Тот вздохнул, напрягся, как бы собираясь с силами, провел рукой по густым седеющим волосам:
— Да, так вот. Оно, конечно, молодо-зелено: веселая компания, ресторан, девушки. Выпили, ясное дело. А удаль свою как показать перед красавицами, тем более что из-за одной из них злой спор вышел. Ну и заключили пари. Один из моих офицеров, майор Михайлюк, к Герою был представлен, и ваш Леонид: майор поставит бутылку на голову, а Леонид с пятнадцати метров собьет ее первой пистолетной пулей. Отмерили расстояние, заняли каждый свою позицию. Михайлюк папироску зажженную в губах зажал, на, мол, стреляй хоть из пушки. Мне потом уж говорили, что Леонид был отличным стрелком.
— Что дальше-то? — взмолился Никита.
— Дальше-то? Выстрелил он. И прямо в лоб попал майору. Чуть выше переносицы. Наповал, конечно. Переполох. Патруль военной комендатуры тут как тут. Наутро, значит, забрали мои ребята Леонида — мол, на нашу гауптвахту. И первым же попутным самолетом отправили в его часть на фронт.
Никита долго сидел молча, отвернувшись в сторону, закрыв лицо руками. Наконец встал, подошел к генералу, обнял его:
— Спасибо. Спасибо! Век не забуду. Век не…
— Не преступление прикрывал, — поморщился генерал, с неприязнью отстранившись от Хрущева. — По пьяной лавочке потеряли одного классного летчика. Михайлюка не вернешь. Будет трибунал — потеряем еще одного. Знаю, Леонид только-только орден Красного Знамени получил, второй… Да, еще: минуя нас, военная прокуратура возбудила дело. В той веселой компании было человек пятнадцать. Свидетелей хоть отбавляй — и добровольных, и по долгу службы.

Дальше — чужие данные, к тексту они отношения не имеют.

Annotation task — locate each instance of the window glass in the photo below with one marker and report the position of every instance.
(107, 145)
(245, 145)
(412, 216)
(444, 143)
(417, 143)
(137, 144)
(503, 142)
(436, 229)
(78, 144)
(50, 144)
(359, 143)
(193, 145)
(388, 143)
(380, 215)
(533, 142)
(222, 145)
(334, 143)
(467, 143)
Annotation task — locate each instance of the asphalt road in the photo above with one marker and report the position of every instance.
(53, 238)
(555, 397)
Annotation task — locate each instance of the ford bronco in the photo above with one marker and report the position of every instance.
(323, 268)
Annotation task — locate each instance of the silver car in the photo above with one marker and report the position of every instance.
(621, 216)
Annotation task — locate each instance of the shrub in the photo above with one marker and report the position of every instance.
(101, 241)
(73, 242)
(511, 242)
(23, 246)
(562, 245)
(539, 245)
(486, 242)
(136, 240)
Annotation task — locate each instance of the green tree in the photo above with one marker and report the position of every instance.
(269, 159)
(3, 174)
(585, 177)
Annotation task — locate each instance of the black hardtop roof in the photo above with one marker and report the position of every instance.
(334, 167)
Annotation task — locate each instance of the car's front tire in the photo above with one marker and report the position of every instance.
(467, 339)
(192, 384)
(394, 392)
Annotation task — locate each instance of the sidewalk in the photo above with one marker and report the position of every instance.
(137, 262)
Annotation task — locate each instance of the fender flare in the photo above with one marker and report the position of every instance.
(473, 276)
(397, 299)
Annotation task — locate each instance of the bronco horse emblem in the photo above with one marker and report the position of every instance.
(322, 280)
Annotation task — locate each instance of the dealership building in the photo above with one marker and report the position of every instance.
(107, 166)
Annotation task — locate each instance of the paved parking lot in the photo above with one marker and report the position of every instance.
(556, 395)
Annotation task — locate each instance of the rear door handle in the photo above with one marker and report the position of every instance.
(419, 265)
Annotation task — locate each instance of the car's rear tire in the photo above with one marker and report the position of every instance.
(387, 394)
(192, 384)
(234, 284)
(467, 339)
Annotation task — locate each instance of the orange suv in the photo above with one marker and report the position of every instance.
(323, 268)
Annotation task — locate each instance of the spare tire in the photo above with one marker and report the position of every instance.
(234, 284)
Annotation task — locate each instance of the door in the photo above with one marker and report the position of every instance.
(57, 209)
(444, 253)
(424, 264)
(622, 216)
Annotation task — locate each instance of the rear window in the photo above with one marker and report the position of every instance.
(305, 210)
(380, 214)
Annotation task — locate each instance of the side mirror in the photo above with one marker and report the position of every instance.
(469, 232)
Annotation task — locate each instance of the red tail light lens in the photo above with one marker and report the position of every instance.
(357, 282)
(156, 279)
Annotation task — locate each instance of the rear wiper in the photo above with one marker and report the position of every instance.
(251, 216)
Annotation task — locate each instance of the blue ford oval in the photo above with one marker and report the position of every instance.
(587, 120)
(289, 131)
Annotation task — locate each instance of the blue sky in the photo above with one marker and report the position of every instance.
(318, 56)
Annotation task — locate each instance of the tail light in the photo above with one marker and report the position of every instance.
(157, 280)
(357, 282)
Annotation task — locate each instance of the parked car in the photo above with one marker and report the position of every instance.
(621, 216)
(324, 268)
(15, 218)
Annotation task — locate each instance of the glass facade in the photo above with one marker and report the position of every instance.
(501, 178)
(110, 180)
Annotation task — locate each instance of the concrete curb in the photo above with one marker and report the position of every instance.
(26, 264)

Генерал так и ушел, не опрокинув рюмку «Юбилейного» и не попробовав гуся с яблоками: сослался на неотложные дела. Хрущев его не удерживал. «С одной стороны, — размышлял он, — если спор был честный, джентльменский, и этот майор знал, на какой риск он идет… Мда… С другой — убит старший офицер. Убит младшим по званию. Оба были под градусом. Не исключаю вопрос прокурора: «Как вы можете доказать, что стреляли именно в бутылку, а не в лоб? У вас же была свара из-за девушки? Была. Так что…» Эх, Ленька, у других дети как дети, а ты… Вечно вляпаешься в кучу говна. Будто у меня всего и делов, чтобы тебя отмывать». Однако внутреннее ворчание это было напускным. Как всякий отец, обожающий своего первенца-сына, Никита уже обдумывал ходы, которые следовало срочно предпринять, прикидывал, с кем предстояло переговорить и кого задобрить, приблизить, обласкать — как член Политбюро, он обладал немалыми возможностями. Правда, было одно «но»: недруги (а их у него было много, особенно среди родственников тех, кто пострадал от репрессий в годы его правления и в Москве, и в Киеве), узнай о Ленькином ресторанном «подвиге», пренепременно и с превеликой радостью спроводят челобитную Верховному. При одной мысли об этом Никита вспотел, в левом виске закололо. Тогда пиши пропало. Вождь и Леньке довоенный Киев припомнит, и мне недавний Харьков».